Speaking of anniversaries, today marks the 71st of  Orson Welles’ broadcast of “The War Of The Worlds”.  I remember hearing that as a young kid in the basement of my Grandmother’s neighbor, whose son was an aspiring DJ (Pete Tauriello, to be exact) and I wouldn’t admit it, but I was almost too scared to go back to my Grandmother’s, even by simply hopping the fence between their yards.

Also, tomorrow, as you may have realized by now, is Halloween and I thought I’d share a spooky ghost story of sorts. It’s a true story that happened to me when I was around 10 years old and I still get chills when I tell it. Actually, my part of the story begins the morning after and that’s what makes it so eery. Some of you out there know this story, so bear with me.

It was some time after my grandfather (my father’s father) died when I had a most unforgettable nightmare that still, after all these years is as vivid as that night. I woke up, shaken, just having had a dream related to something new to me in my young 10 years – death. I remember distinctly being in my bedroom, the middle room of the three that faced the backyard. I was playing with my little bi-level garage set. It was made of tin and was slightly dented out of shape from when I had fallen on it when I tumbled to the floor one night during my sleep.

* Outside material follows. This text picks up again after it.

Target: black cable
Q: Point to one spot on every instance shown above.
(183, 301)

I heard people talking in the kitchen–my mother, both my grandmothers, my father, and there was laughing, and I could see them from the doorway to the bedroom. Grandma B was wearing a black skirt and a pink blouse, Grandma S was wearing a blue and white print full skirt dress and my mother was in her house clothes as she toiled over the holiday dinner. I turned to go the living room, where the Christmas tree was, which I could also see from the doorway of my bedroom.

The living room furniture was rearranged to accommodate the tree and the gray and red boxy 1960’s chair with the homemade green slipcover was against the wall on the side of the opening from the hallway into the living room. I walked past the chair and suddenly felt something tugging at my undershirt. I turned to see what it was and it was my dead grandfather, sitting on the broad flat arm of the chair. My first instinct was to go tell everyone in the kitchen, but the grip became more intense and his scurrilous expression told me with silent words that I had better not, if I knew what was good for me and my own voice was stilled.

The next morning, when I told my mother about my dream, her expression turned from concern, to alarming disbelief. The night before, an aunt of mine, my father’s younger sister, and some other people were visiting and my father was dazzling everyone with the powers of hypnosis. He had begun dabbling in hypnosis and would eventually work with it in a clinical capacity. It was my aunt’s turn and apparently she was a very susceptible subject.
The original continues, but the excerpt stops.